# vintage craftsman lathe?



## jimslathe (May 8, 2011)

I found a 1939(?) 9"craftman lathe #101.06242 at a barn sale w/1/2 hp thermotron motor, I dont know lathes. does anyone know if it can also be converted to metal work, and how to figure rpm's?everything looks to be in fine working order. jim


----------



## N'awlins77 (Feb 25, 2011)

*Well Jim, I'm no woodworking lathe expert, but I am when it comes to metal working lathes. And I doubt seriously a wood lathe, especially a '39 wood lathe can be converted to metal lathe. Unlike any wood lathe I've ever seen, a metal cutting lathe has to have power feeds. Meaning you have a carriage that can ride up and down the bedways to cut the metal with a slow feed for a good finish. And you also would have a Compound slide, that would feed your tool inward towards your work. In this case a round shaft. 

In my picture below, the machine to the right is a metal turning lathe. You can buy this one for about 30,000 dollars.*


----------



## barking spider (Dec 26, 2010)

While you could probably use a metal lathe for turning wood, I can't imagine how it would work in reverse (wood lathe used for metal).
Totally different cutting tools and methods. Speed is the least of your worries.


----------



## jimslathe (May 8, 2011)

phew$$$$ ...although I only paid $10.00 for my craftsman, I maybe I should stick to learning wood turning.


----------



## N'awlins77 (Feb 25, 2011)

jimslathe said:


> phew$$$$ ...although I only paid $10.00 for my craftsman, I maybe I should stick to learning wood turning.

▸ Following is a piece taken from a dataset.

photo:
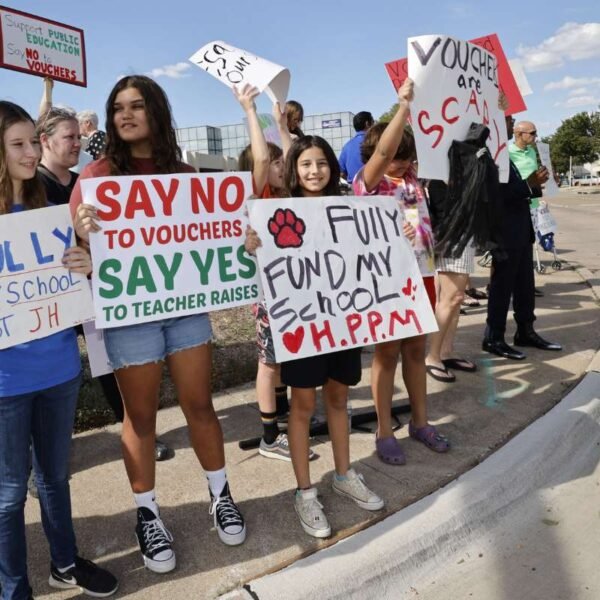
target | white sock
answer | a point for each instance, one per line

*LOL, well Jim they do make smaller and much cheaper metal turning lathes. I just posted one from the company I work for. These are HD production machines. You can go to mail order places online like MSC or Enco or even Harbor Freight and find smaller and much much cheaper metal cutting lathes. And as long as YOU use them, in your backyard, they hold up pretty well. But you put one of those in a production shop, with 2 or 3 different people, young kids who don't respect the machine they get to make money on, and those machines may last two or three years at best! *


----------